Today, there are more than 18,000 store drop-off locations throughout the U.S. that collect plastic bags, wraps, and film for recycling. As a result of this expanded collection program and increased commercial recycling, more than one billion pounds of plastic film were recycled in 2012, according to Moore Recycling Associates – a more than fivefold increase in pounds since 1995. The EPA estimates that plastic film was recycled at a nearly 15 percent rate in 2012, the most recent year for which the agency has figures.

Interestingly, based on audits of the plastic film bales by Moore Recycling, a majority of film collected for recycling is not from grocery bags, but rather from product wraps and other film packaging.

The authors of the 1996 paper pointed out many difficulties associated with plastic film recycling, including: amassing enough volume, storage space, collection infrastructure, contamination, and moisture. While those obstacles remain, many have been overcome over the years through trial and error and pilot projects that enhance recycling efficiencies.

One important obstacle remains: consumer awareness of and participation in the recycling of plastic film. A 2014 survey by Plastics Make it Possible® found that while nearly two thirds of Americans say they recycle on a “regular basis,” only 32 percent say they have returned plastic shopping bags to stores for recycling.

A recently developed labeling program for packaging could help raise awareness and jumpstart recycling of plastic film, as well as other packaging. GreenBlue’s Sustainable Packaging Coalition in 2012 launched the “How 2 Recycle” label program that provides clear, simple, and nationally harmonized directions for what and where to recycle—right on the package.

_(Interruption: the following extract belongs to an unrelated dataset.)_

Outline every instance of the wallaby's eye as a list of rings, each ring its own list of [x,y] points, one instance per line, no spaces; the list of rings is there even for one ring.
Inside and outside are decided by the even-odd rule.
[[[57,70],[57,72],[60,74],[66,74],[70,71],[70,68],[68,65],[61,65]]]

For the first time, this label literally puts recycling instructions in the hands of consumers, right at the point of disposal. For plastic film packaging, the label informs consumers that clean and dry bags, film, and wraps should be taken to store drop-offs for recycling.

GreenBlue’s goal is to place the How2Recycle label on the majority of consumer goods by 2016. Many big names are on board including McDonald’s USA, ConAgra, Kellogg’s, Costco, General Mills, Microsoft, and Estee Lauder.

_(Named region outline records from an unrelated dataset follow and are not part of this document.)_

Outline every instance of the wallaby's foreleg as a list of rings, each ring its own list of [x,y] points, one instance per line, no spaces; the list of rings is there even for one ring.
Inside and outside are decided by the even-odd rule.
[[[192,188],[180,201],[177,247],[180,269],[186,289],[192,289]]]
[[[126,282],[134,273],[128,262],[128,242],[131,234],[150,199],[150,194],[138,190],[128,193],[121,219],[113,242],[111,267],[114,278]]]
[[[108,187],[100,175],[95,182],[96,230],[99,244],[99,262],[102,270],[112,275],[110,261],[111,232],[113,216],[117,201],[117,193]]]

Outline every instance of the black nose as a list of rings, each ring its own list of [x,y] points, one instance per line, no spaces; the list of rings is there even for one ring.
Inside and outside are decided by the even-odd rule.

Some recent additions to the labeling program could help boost plastic film recycling:

  • Reynolds’s Consumer Products will print the label primarily on its Hefty brand slider bags;
  • Kimberly-Clark will add the label to its Scotts Naturals Tube-Free bath tissue flexible film packaging, followed by other Scotts Naturals packaging and Kimberly-Clark products;
  • Hilex Poly, the nation’s largest plastic bag manufacturer, will use the label on a variety of its flexible plastic packaging, including its well-known “Thank You” plastic bag; and
  • Wegman’s became How2Recycle’s first grocery retailer, putting the label and a “Return to Sender” message on all plastic grocery and produce bags.

Even though plastic film recycling is growing, substantial increases in consumer and commercial recycling will be needed to reach the higher recycling rates of plastic containers and other materials. Indeed, as the Plastics Division of the American Chemistry Council noted earlier this year, “existing infrastructures for collecting commercial film can be greatly expanded to capture significantly more of this material from the increasing number of businesses seeking recovery options for shrink film and transport packaging” (emphasis added).

So opportunities exist for both consumers and businesses to increase plastic film recycling. Hopefully both will take advantage of these opportunities.